Scientists from the University of Glasgow in Scotland are reporting they have found a way to treat E. coli O157 infections without causing serious side effects.
The study, published in Infection and Immunity, looks at how the aurodox was able to block E. coli O157 infections. The medication could be used as an anti-virulence therapy for the treatment of these infections.
The compound reduced the ability of E. coli O157 to bind to human cells and, unlike the use of traditional antibiotics in E. coli O157 patients, did not cause the release of toxins. The team showed it did not induce expression of a protein called RecA, which is essential for production of Shiga toxin.
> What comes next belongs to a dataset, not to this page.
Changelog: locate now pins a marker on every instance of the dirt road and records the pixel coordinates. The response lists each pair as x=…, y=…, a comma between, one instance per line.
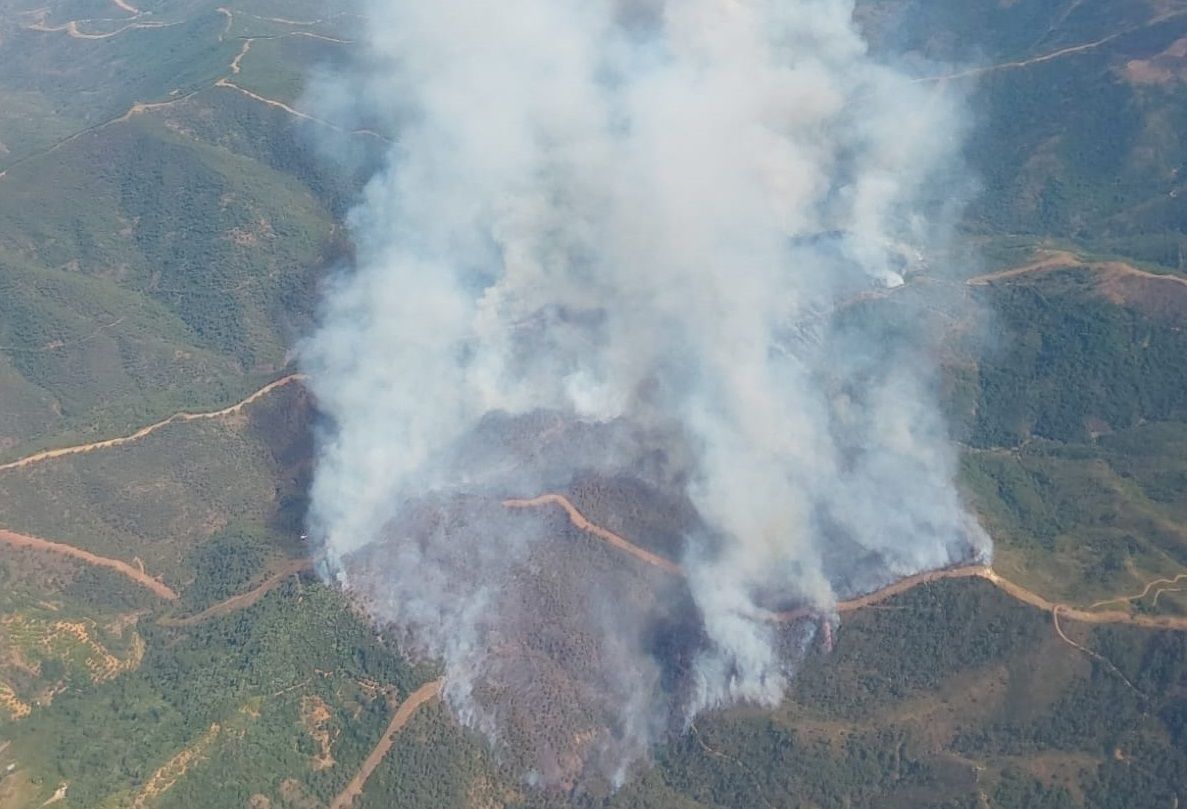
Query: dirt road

Scotland has one of the highest incidences of E. coli O157 and almost half of such cases in the country are in children less than 16 years old.
Professor Andrew Roe, professor of molecular microbiology and lead author of the paper, said aurodox prevented the E. coli bacteria from binding to human cells and acted as a disease-blocking compound.
“E. coli O157 is a potentially fatal bacteria bug that currently is not recommended for treatment with antibiotics. Our results are encouraging and suggest that this compound could be used as a promising anti-virulence therapy for the treatment of these infections,” he said in the paper.
Researchers characterized the effect of aurodox on the Type Three Secretion System (T3SS) in Enterohaemorrhagic E. coli (EHEC) O157:H7, Enteropathogenic E. coli (EPEC) O127:H6 and Citrobacter rodentium demonstrating the effects are independent of growth.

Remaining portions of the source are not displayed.